先日,金沢大学大学院自然科学研究科の博士後期課程に在籍して研究しておりました弊社の者が,アースアンカーの引張り抵抗力に関する博士学位論文を公聴会にて発表しました。公聴会はZoomでも配信し,大学の外からも聞いていただけました。

アースアンカー地盤変位FEM

アースアンカーの研究を振り返ると,2016年に簡便なアースアンカー工法をオーストラリア内外で普及させているシドニー郊外の企業と意気投合し,日本に持ち込む権利をもらったのがはじまりでした。シドニー郊外といっても,シドニーから各駅を40分ほど乗り継いで最寄駅から歩いて30分くらいにポツンとある会社で,40度以上ある真夏日に訪ねていったので,こんなくそ暑いなかスーツを着て駅から歩いてきたのか??と笑顔で迎え入れられたのを覚えています(おまけに会社には扇風機しかありませんでした)。今では,事業も拡大してより良い環境にオフィスを新たに構えているので,こちらとしてもなによりです。

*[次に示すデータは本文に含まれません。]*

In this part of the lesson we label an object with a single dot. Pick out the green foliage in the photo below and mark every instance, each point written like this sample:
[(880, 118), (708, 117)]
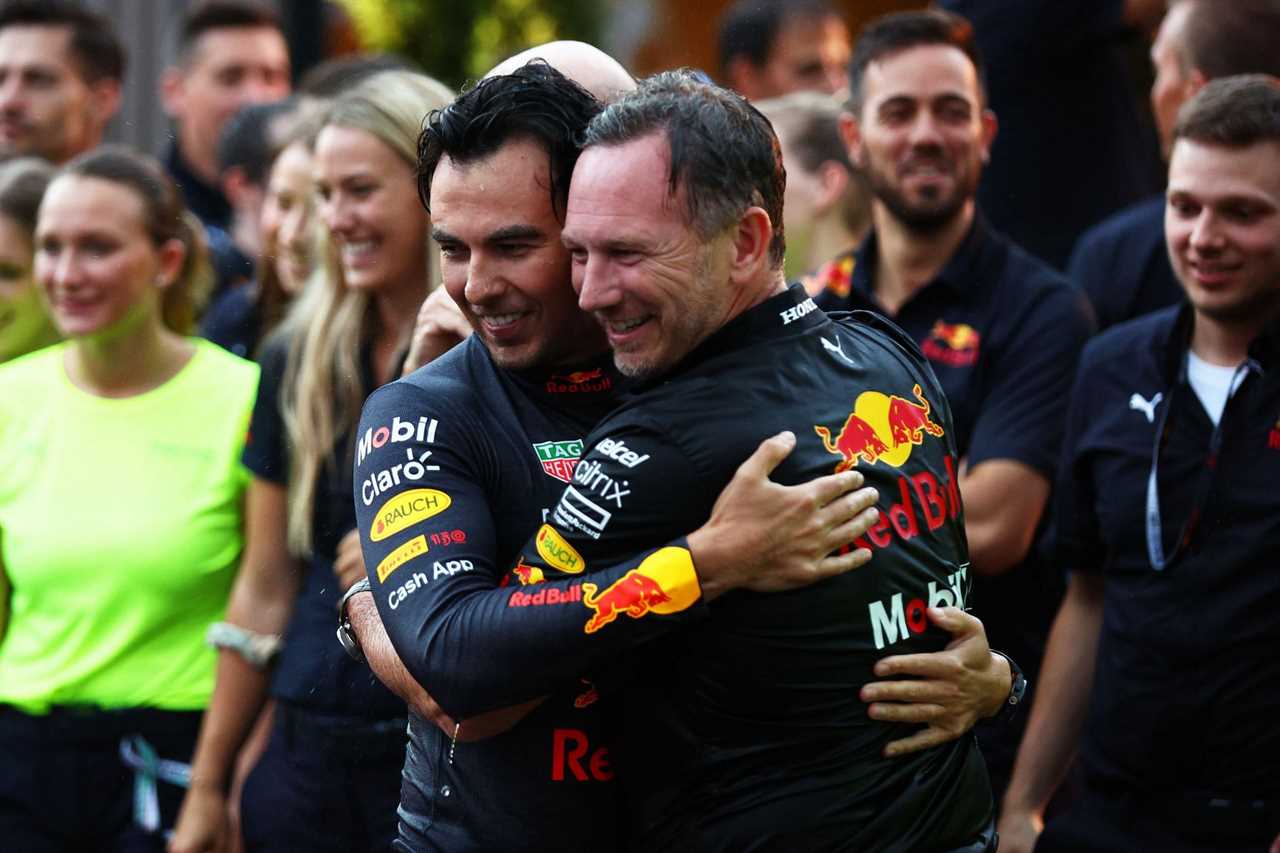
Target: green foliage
[(460, 40)]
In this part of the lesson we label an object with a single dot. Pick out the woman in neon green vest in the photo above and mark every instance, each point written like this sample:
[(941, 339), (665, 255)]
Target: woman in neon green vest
[(24, 325), (120, 515)]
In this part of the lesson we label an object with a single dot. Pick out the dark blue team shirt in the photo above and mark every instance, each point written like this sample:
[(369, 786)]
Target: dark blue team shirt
[(1072, 146), (1121, 263), (1187, 687), (456, 468), (312, 670), (1002, 332)]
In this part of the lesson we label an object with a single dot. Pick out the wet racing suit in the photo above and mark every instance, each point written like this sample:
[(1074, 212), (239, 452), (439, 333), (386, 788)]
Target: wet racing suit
[(744, 731), (455, 466)]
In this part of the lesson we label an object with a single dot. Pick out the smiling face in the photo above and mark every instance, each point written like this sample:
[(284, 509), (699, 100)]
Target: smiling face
[(1223, 228), (368, 200), (639, 265), (46, 108), (922, 135), (100, 272), (287, 217), (503, 261)]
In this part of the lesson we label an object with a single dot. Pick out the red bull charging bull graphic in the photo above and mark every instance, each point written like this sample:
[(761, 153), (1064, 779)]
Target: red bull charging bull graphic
[(881, 429), (663, 583)]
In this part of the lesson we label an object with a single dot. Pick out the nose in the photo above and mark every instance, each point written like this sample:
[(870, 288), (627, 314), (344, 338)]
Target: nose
[(483, 284), (593, 282), (1206, 236), (924, 129), (337, 214)]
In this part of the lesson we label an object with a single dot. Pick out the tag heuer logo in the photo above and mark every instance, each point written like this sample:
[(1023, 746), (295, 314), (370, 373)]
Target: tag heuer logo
[(558, 459)]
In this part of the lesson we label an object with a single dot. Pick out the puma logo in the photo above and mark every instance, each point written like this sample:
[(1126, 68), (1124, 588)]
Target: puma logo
[(1139, 404), (835, 347)]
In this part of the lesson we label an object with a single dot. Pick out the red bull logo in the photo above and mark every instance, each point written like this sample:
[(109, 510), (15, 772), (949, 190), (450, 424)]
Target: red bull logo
[(952, 343), (579, 382), (663, 583), (881, 429), (835, 276)]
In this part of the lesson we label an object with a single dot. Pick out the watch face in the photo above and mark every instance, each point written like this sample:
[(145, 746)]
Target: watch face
[(348, 642)]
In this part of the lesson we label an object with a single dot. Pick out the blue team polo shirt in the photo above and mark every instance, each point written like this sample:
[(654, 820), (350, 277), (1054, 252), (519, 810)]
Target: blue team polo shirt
[(1185, 697)]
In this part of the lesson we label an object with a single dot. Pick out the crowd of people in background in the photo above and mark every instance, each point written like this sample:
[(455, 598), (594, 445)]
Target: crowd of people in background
[(187, 486)]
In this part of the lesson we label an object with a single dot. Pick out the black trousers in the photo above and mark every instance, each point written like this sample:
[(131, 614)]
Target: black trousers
[(324, 784), (65, 787)]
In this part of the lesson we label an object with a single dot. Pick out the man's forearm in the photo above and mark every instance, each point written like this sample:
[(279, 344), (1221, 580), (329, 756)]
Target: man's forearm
[(1061, 699)]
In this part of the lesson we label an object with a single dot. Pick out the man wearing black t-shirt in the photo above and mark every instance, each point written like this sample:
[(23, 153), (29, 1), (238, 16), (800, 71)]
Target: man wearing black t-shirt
[(1162, 658), (1001, 329), (476, 648)]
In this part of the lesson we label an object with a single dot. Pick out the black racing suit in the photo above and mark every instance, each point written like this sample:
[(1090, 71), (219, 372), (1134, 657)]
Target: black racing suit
[(455, 466), (745, 733)]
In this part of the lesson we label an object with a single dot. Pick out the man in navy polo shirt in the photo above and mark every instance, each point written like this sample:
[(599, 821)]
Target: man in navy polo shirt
[(1001, 329), (1121, 261), (1170, 523)]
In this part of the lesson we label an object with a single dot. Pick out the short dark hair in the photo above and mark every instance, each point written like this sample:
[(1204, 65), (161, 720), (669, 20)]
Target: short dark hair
[(723, 151), (222, 14), (534, 101), (1238, 37), (750, 27), (900, 31), (248, 140), (1234, 112), (94, 45)]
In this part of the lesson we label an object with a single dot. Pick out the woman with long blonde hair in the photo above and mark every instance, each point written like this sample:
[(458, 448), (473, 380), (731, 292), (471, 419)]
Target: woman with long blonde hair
[(329, 776), (120, 514)]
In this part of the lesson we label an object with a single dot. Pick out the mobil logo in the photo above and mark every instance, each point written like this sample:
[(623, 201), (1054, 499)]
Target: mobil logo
[(896, 619), (882, 428)]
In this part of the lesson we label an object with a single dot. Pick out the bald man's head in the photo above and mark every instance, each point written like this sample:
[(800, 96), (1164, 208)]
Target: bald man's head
[(585, 64)]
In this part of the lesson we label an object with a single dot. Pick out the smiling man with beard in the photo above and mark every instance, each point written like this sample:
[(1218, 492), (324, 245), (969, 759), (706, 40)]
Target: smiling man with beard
[(1000, 328)]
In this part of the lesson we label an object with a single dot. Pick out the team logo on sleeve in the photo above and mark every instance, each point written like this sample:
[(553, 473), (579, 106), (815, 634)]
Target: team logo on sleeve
[(415, 547), (952, 343), (663, 583), (557, 552), (882, 428), (560, 459), (406, 510)]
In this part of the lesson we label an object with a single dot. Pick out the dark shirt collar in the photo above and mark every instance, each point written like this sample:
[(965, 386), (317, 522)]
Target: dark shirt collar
[(963, 272), (787, 313), (204, 200), (1176, 340)]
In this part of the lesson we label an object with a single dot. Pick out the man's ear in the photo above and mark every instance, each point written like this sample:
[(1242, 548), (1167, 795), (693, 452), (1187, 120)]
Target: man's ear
[(851, 135), (833, 178), (750, 245), (234, 185), (990, 127), (173, 91)]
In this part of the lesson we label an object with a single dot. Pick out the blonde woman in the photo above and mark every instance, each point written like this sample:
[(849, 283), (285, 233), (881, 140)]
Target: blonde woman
[(120, 515), (329, 776)]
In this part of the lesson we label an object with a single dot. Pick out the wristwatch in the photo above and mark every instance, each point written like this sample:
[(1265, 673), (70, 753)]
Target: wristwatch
[(346, 637), (1016, 690)]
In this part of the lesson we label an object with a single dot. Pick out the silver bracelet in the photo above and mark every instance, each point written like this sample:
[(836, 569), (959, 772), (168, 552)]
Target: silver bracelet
[(257, 649)]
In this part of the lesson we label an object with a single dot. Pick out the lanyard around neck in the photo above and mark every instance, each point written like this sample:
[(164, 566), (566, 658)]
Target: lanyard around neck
[(1155, 528)]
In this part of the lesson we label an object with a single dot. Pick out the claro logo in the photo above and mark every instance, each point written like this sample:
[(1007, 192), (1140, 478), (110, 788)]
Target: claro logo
[(894, 621), (407, 509)]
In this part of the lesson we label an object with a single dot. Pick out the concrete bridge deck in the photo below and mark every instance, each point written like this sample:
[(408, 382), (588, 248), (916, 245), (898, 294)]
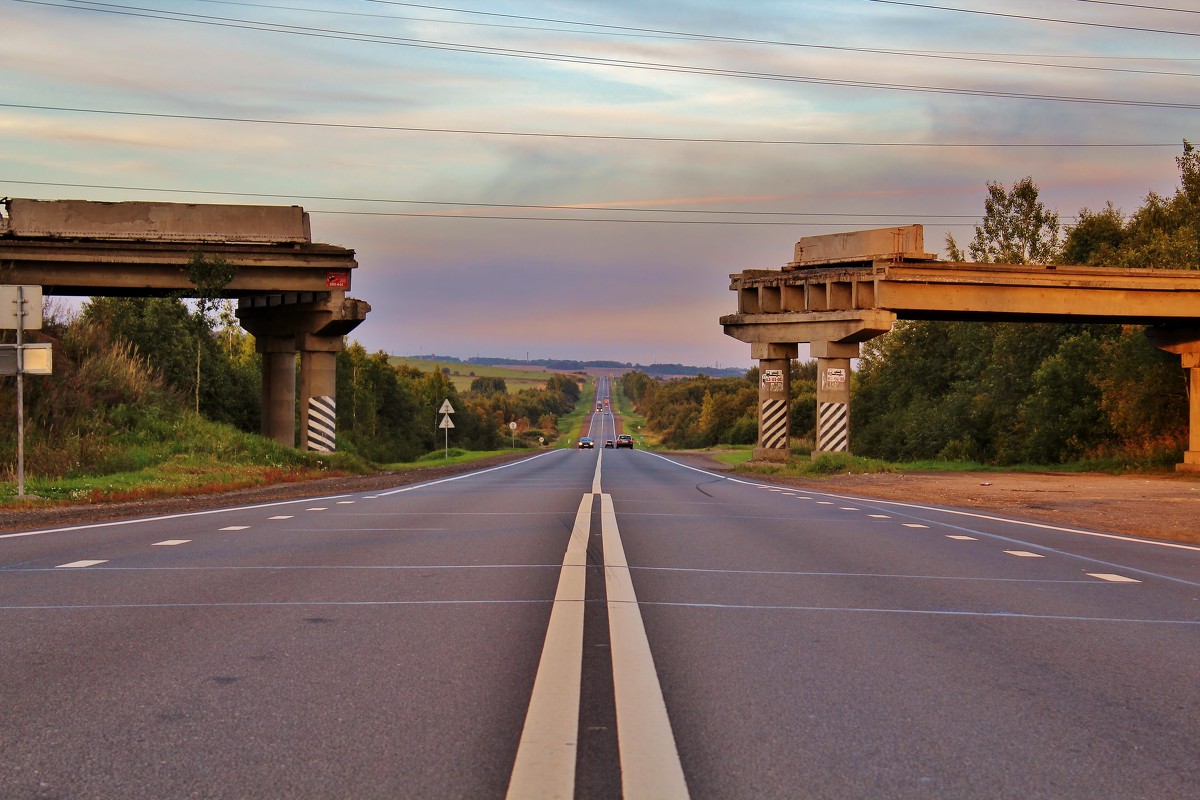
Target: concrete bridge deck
[(291, 292), (847, 288)]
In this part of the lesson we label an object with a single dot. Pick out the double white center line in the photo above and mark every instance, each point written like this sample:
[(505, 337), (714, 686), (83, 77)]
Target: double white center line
[(546, 757)]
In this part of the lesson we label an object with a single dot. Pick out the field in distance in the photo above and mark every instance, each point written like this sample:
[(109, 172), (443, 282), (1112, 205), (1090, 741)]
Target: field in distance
[(461, 374)]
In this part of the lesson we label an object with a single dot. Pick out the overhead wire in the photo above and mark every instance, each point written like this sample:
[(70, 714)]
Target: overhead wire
[(539, 55), (826, 217), (546, 134), (1041, 19)]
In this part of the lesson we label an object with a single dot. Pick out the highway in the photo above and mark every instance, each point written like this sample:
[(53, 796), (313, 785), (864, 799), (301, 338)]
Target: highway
[(597, 624)]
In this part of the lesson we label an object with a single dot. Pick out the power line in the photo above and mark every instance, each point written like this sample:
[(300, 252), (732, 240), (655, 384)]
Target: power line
[(831, 215), (653, 32), (1039, 19), (1139, 5), (406, 128), (537, 55)]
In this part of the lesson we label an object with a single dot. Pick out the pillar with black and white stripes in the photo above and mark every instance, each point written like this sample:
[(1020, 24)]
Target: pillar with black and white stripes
[(318, 391), (833, 395), (774, 401)]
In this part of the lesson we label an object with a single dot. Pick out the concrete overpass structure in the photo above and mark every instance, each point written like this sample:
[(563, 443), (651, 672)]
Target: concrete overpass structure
[(844, 289), (292, 293)]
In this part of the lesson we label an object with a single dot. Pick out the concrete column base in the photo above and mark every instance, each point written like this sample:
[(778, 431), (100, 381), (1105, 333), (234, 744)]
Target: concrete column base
[(1191, 462)]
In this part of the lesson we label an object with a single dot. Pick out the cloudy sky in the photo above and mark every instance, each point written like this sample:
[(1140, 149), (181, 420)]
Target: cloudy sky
[(579, 178)]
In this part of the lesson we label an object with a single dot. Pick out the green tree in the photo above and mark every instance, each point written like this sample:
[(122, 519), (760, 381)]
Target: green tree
[(210, 276), (1017, 228)]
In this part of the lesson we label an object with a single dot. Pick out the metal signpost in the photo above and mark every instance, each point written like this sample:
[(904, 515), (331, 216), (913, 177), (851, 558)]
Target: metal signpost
[(15, 308), (447, 423)]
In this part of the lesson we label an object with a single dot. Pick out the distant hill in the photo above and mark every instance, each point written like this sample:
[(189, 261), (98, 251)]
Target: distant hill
[(567, 365)]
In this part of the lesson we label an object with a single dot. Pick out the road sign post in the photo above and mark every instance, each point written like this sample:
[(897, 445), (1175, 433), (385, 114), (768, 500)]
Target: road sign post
[(447, 423)]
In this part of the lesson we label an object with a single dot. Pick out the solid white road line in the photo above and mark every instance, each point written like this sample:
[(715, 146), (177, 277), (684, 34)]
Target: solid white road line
[(546, 756), (649, 759)]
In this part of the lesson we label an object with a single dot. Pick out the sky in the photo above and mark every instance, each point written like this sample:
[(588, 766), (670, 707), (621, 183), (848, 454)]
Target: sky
[(577, 179)]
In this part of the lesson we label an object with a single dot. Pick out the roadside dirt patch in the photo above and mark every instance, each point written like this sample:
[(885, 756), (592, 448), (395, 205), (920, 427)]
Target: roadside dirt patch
[(1157, 506)]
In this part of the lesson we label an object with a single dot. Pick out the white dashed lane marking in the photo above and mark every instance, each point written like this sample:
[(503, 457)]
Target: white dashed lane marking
[(1111, 577)]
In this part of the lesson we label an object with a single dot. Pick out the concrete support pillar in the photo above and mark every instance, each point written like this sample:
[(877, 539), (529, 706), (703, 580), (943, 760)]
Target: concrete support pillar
[(318, 391), (774, 401), (833, 395), (279, 388), (1192, 455), (1185, 341), (316, 326)]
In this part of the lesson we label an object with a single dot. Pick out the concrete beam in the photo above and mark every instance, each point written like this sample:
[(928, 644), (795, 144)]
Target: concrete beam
[(906, 241), (831, 326), (147, 268)]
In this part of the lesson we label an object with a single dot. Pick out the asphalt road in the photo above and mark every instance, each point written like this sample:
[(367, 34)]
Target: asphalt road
[(761, 643)]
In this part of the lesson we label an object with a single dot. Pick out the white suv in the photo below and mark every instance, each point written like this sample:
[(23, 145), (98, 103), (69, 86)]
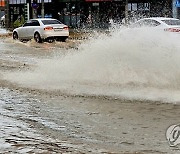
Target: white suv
[(42, 29)]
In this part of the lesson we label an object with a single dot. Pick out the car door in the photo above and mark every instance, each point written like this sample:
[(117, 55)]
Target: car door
[(33, 26), (23, 31)]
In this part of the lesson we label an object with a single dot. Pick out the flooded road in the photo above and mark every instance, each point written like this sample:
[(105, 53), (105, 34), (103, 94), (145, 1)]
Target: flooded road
[(38, 117)]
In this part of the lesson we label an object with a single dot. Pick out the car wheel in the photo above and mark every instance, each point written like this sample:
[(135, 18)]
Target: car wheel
[(37, 38), (63, 39), (15, 36)]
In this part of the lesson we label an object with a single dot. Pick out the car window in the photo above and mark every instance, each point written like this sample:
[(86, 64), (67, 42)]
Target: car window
[(28, 23), (31, 23), (50, 22), (146, 22), (171, 22)]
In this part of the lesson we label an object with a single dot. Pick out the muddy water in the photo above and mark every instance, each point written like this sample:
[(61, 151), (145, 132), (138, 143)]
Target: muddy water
[(41, 120)]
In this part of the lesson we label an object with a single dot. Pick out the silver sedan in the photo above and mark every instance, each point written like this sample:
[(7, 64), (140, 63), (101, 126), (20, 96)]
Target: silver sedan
[(42, 29)]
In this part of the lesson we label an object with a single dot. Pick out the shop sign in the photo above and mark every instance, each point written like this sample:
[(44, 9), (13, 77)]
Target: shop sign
[(177, 3)]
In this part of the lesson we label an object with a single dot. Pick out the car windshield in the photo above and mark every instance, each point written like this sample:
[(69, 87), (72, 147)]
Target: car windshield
[(51, 22), (172, 22)]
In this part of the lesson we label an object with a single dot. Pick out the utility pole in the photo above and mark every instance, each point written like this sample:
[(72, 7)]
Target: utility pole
[(7, 15), (42, 8), (126, 12)]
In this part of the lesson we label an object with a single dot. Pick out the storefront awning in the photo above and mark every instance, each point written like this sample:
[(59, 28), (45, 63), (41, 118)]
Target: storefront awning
[(98, 0), (2, 3)]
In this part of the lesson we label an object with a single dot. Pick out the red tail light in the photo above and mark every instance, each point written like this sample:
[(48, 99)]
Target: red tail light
[(48, 28), (66, 28), (172, 30)]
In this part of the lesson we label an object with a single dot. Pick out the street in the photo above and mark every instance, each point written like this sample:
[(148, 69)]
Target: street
[(73, 97)]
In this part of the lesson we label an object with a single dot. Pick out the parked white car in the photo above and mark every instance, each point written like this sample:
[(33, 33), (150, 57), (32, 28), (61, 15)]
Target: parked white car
[(42, 29), (3, 20), (166, 24)]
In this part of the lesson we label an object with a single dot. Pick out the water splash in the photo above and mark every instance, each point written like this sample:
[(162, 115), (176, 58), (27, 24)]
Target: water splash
[(128, 63)]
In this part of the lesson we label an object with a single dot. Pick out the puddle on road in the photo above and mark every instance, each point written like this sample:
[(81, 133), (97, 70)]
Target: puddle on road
[(125, 64), (17, 132)]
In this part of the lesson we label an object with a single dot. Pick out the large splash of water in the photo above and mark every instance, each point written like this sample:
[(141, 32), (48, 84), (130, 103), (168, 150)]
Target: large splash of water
[(129, 63)]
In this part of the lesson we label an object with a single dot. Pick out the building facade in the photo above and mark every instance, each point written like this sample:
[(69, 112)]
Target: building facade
[(88, 13)]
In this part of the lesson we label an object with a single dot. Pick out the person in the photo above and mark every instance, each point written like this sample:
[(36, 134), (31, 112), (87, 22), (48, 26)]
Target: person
[(19, 21)]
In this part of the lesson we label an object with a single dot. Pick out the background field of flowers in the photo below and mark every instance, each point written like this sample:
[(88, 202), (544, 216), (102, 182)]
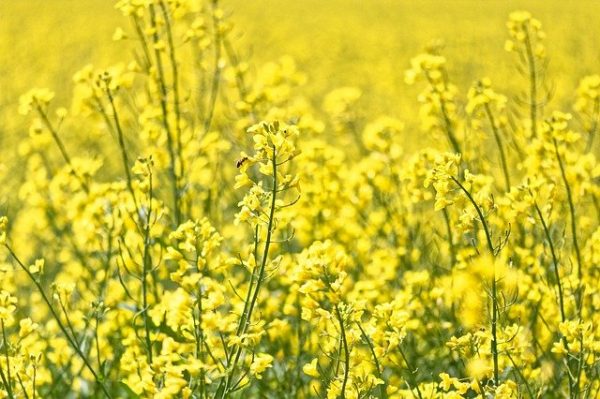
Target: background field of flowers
[(340, 199)]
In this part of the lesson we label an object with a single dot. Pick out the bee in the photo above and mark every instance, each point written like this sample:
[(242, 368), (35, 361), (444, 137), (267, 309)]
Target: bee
[(240, 162)]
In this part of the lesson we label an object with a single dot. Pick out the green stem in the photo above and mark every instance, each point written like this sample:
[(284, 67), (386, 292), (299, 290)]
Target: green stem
[(498, 139), (346, 351), (60, 324), (488, 236)]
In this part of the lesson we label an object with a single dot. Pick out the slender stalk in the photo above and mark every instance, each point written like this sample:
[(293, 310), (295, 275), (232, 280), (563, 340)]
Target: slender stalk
[(346, 351), (498, 139), (214, 88), (554, 260), (147, 265), (60, 324), (165, 119), (488, 236), (594, 127), (8, 382), (382, 387), (563, 175), (224, 387), (532, 83), (61, 147), (121, 138)]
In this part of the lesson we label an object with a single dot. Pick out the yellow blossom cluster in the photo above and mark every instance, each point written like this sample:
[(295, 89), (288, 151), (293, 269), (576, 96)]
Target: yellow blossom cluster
[(224, 236)]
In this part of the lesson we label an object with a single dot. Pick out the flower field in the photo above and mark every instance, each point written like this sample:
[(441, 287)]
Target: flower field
[(299, 199)]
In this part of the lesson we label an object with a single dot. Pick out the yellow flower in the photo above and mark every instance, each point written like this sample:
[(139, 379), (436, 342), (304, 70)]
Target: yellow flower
[(260, 363), (310, 369)]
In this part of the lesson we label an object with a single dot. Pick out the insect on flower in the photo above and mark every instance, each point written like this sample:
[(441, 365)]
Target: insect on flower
[(240, 162)]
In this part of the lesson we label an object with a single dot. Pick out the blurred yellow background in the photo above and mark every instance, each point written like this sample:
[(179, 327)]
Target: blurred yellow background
[(367, 44)]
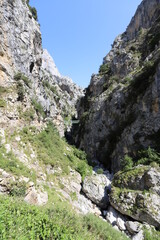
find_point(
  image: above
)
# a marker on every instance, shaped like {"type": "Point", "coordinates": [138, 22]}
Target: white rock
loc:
{"type": "Point", "coordinates": [36, 197]}
{"type": "Point", "coordinates": [133, 227]}
{"type": "Point", "coordinates": [138, 236]}
{"type": "Point", "coordinates": [8, 148]}
{"type": "Point", "coordinates": [121, 224]}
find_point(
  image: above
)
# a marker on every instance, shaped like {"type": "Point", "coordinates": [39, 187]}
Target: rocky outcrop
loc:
{"type": "Point", "coordinates": [58, 94]}
{"type": "Point", "coordinates": [36, 196]}
{"type": "Point", "coordinates": [30, 81]}
{"type": "Point", "coordinates": [96, 188]}
{"type": "Point", "coordinates": [120, 114]}
{"type": "Point", "coordinates": [134, 193]}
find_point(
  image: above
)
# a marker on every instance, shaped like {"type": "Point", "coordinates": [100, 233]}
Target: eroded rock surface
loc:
{"type": "Point", "coordinates": [96, 188]}
{"type": "Point", "coordinates": [136, 197]}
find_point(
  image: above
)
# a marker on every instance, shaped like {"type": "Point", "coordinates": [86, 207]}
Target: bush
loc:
{"type": "Point", "coordinates": [38, 108]}
{"type": "Point", "coordinates": [19, 76]}
{"type": "Point", "coordinates": [126, 163]}
{"type": "Point", "coordinates": [148, 156]}
{"type": "Point", "coordinates": [104, 68]}
{"type": "Point", "coordinates": [79, 154]}
{"type": "Point", "coordinates": [20, 91]}
{"type": "Point", "coordinates": [2, 103]}
{"type": "Point", "coordinates": [19, 220]}
{"type": "Point", "coordinates": [18, 190]}
{"type": "Point", "coordinates": [33, 11]}
{"type": "Point", "coordinates": [100, 171]}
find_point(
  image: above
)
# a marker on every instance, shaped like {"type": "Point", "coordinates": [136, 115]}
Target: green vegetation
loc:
{"type": "Point", "coordinates": [27, 115]}
{"type": "Point", "coordinates": [21, 221]}
{"type": "Point", "coordinates": [148, 156]}
{"type": "Point", "coordinates": [18, 189]}
{"type": "Point", "coordinates": [38, 108]}
{"type": "Point", "coordinates": [2, 90]}
{"type": "Point", "coordinates": [126, 163]}
{"type": "Point", "coordinates": [151, 235]}
{"type": "Point", "coordinates": [100, 171]}
{"type": "Point", "coordinates": [53, 150]}
{"type": "Point", "coordinates": [19, 76]}
{"type": "Point", "coordinates": [52, 88]}
{"type": "Point", "coordinates": [33, 11]}
{"type": "Point", "coordinates": [104, 69]}
{"type": "Point", "coordinates": [2, 103]}
{"type": "Point", "coordinates": [145, 157]}
{"type": "Point", "coordinates": [123, 178]}
{"type": "Point", "coordinates": [20, 91]}
{"type": "Point", "coordinates": [11, 164]}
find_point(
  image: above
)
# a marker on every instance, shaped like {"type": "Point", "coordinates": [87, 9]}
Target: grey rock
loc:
{"type": "Point", "coordinates": [120, 114]}
{"type": "Point", "coordinates": [142, 204]}
{"type": "Point", "coordinates": [121, 224]}
{"type": "Point", "coordinates": [133, 227]}
{"type": "Point", "coordinates": [36, 197]}
{"type": "Point", "coordinates": [95, 188]}
{"type": "Point", "coordinates": [138, 236]}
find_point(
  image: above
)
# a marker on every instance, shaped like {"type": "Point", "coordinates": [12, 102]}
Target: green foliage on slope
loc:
{"type": "Point", "coordinates": [21, 221]}
{"type": "Point", "coordinates": [145, 157]}
{"type": "Point", "coordinates": [53, 150]}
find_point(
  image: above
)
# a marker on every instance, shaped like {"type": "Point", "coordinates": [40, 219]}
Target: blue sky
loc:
{"type": "Point", "coordinates": [79, 33]}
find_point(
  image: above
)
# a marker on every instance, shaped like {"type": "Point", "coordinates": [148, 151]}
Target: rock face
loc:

グラウトが不要で便利なアンカーで,オーストラリアの同企業だけでなく欧米の企業でも実績があるのですが,日本国内では同等品が構造物の基礎の控え用途で使用されたり,構造計算を要しないアンカーピン代わりとして使われたりしている程度で,盛土や法面工事をはじめ災害対策などに本格的に適用するには,性能をあらためて検証する必要がありました。

そこで,金沢大学の地盤工学研究室に相談し,金沢大学と弊社の共同研究がスタートしました。

松本樹典 名誉教授をはじめ地盤工学研究室の先生方からのご指導を仰ぎながら,院生や学部生の協力も得て,複数の室内実験,現場実験,数値解析を実施することができました。地盤工学系の学会関係の国際会議にも毎年複数発表し,研究終盤には,構造工学系の先生方にもお世話になり,今秋,博士論文として約4年に及ぶ共同研究の成果がまとまります。

来年には,シドニーで開催される地盤工学系で最大級の国際会議ICSMGE2021に日本枠として発表することができるので,研究成果というお土産を持って開発元に里帰りすることができます。同企業とも研究を実施しているシドニー大学の研究室とも意見交換を行って,実務適用にむけて研究成果がさらにブラシュアップするつもりです。

基礎研究から腰を据えて行いましたので,引続き金沢大学と連携しながら,アースアンカーの現場適用に向けて実務展開に取り組んでいく所存です。